Genel Başkan Yardımcımız Mehmet Cengiz ile Vatan Partisi Avrupa Temsilcisi Beyhan Yıldırım, başvurudan sonra YSK’yı bilgilendirerek açıklama yaptılar

Tarih:

Vatan Partisi Genel Başkanı Doğu Perinçek’i Cumhurbaşkanlığına aday göstermek isteyen yurtdışındaki seçmenlerin bu hakkını kullanamaz hale getiren YSK kararına karşı Anayasa Mahkemesine bireysel başvuruda bulunuldu.


Başvuruyu yapan Doğu Perinçek’in avukatı ve Vatan Partisi Genel Başkan Yardımcısı Mehmet Cengiz ile Vatan Partisi Avrupa Temsilcisi Beyhan Yıldırım, başvurudan sonra YSK’yı bilgilendirerek açıklama yaptılar.


Başvuruda ve açıklamada şunlar belirtildi:


Vatan Partisi Genel Başkanı Doğu Perinçek, 24 Haziran 2018'de yapılacak seçimde Cumhurbaşkanı adaylığı için Yüksek Seçim Kurulu'na başvuruda bulunmuştur.


Bilindiği gibi, Anayasa'nın Değişik 101. maddesine ve 6271 sayılı Cumhurbaşkanlığı Seçimi Kanunu'nun Değişik 7. maddesine göre; 100 bin seçmen Cumhurbaşkanlığı'na aday gösterebilir.


6271 sayılı yasanın Değişik 3/7 ve Değişik 8/A maddesine göre de; seçim takvimini resen hazırlayıp ilan etmeye yetkili olan Yüksek Seçim Kurulu, “Aday teklifine ilişkin başvuru ve formların şekli ile yurt dışı seçmen kütüğünü kayıtlı seçmenlerin aday göstermeleri dahil bu maddenin uygulanmasına ilişkin diğer usul ve esasları” belirleyecektir.
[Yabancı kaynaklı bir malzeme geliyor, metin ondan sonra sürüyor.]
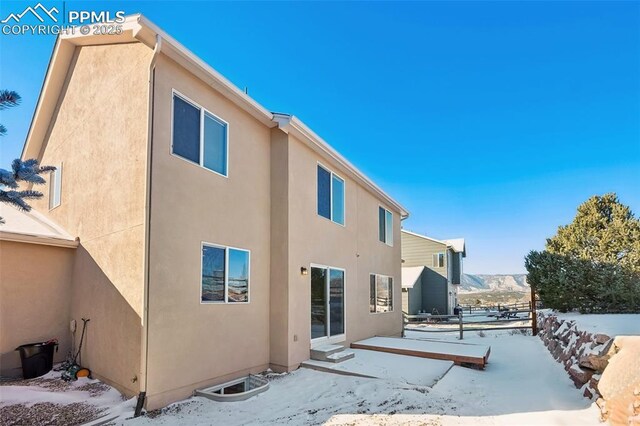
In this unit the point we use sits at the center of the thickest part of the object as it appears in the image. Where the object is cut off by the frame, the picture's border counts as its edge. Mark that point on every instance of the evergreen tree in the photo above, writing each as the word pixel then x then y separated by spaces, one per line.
pixel 21 171
pixel 604 230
Yüksek Seçim Kurulu'nun 26.04.2018 tarih ve 292 sayılı kararına göre; yurt dışı seçmen kütüğüne kayıtlı seçmenlerin, adaylık teklifi için yurt dışı ilçe seçim kuruluna bizzat başvurmaları gerekiyor


Düzenleme hazırlık aşamasında iken, Vatan Partisi tarafından Yüksek Seçim Kurulu Başkanlığı'na uyarı ve talepte bulunulmuş olmasına rağmen Anayasa'ya aykırı bu düzenlemede ısrar edilmiştir.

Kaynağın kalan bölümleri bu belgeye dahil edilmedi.